Subject: Re: Swap overcommit (was Re: Replacement for grep(1) (part 2))
To: Charles M. Hannum <root@ihack.net>
From: Matthew Dillon <dillon@apollo.backplane.com>
List: tech-userlevel
Date: 07/13/1999 18:32:36
:
:>     Has your simulation ever been kicked by the kernel due to lack of
:>     swap space?
:
:I already said so.  Please at least pretend to read what I wrote
:before replying.
:
:There is a big difference here between a piddling web server and a
:1000-hour simulation.  If the web server goes down, you reboot it,
:maybe a few users are inconvenienced meanwhile, and maybe you lose
:some advertising revenue.  If the simulation has to be restarted,
:you've lost *valuable* computing time that is not easy to replace.
:
:There are many environments where even the possibility of the
:simulation crashing due to external influence is unacceptable.  I find
:it sad that you resist making FreeBSD robust against such problems,
:but that's your concern.

    Sigh.  If the simulation is so important to you and your system does
    not have sufficient swap, maybe you should consider fixing your system 
    rather then blaming the people who wrote it.  Or perhaps you should
    consider checkpointing the code if you aren't willing to look for
    easy solutions to the problem.  Unless all the users on the system are
    working against you, no one user with a runaway should be able to run
    a properly configured system out of swap by accident.  If your users
    are doing it on purpose then maybe you should find a different machine 
    to work on, eh?  

    In a cooperative environment it is extremely easy to prevent accidental
    runaways from eating a system's swap up, and still fairly easy to reduce
    the damage done by purposeful attacks.   In fact, at BEST we set soft 
    limits for most of the system resources to reasonable enough values that
    users don't need to change them and that has protected 25 machines and
    30,000 users for several years.

    If you want help in fixing your system, we can talk over private email.
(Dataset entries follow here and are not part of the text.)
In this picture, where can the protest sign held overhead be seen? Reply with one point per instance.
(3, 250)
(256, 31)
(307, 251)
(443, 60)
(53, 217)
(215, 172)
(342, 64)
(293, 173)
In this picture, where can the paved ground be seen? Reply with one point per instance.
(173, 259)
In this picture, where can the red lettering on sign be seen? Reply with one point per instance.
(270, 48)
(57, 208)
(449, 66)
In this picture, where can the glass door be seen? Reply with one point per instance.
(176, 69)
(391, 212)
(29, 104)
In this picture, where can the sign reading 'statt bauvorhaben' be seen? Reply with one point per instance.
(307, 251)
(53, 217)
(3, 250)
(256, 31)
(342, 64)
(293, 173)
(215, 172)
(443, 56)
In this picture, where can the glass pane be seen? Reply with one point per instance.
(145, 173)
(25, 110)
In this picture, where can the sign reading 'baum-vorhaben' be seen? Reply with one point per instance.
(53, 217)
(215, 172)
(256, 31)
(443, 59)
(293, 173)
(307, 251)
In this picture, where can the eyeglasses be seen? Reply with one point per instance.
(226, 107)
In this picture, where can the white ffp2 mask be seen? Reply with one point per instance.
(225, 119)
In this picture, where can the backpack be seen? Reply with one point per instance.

    If you are looking for a magical overcommit solution you are going to
    be looking for a long time.  It isn't going to happen, because I doubt
    it would even come close to fixing your problems even if it were 
    available.

    If you are looking to blame overcommits for your problems, then lay out
    how your system is setup.  But I'll bet you the problem is something 
    less severe -- like a simple misconfiguration, or perhaps insufficient
    swap.  How much swap is on this system, by the way?

					-Matt
					Matthew Dillon 
					<dillon@backplane.com>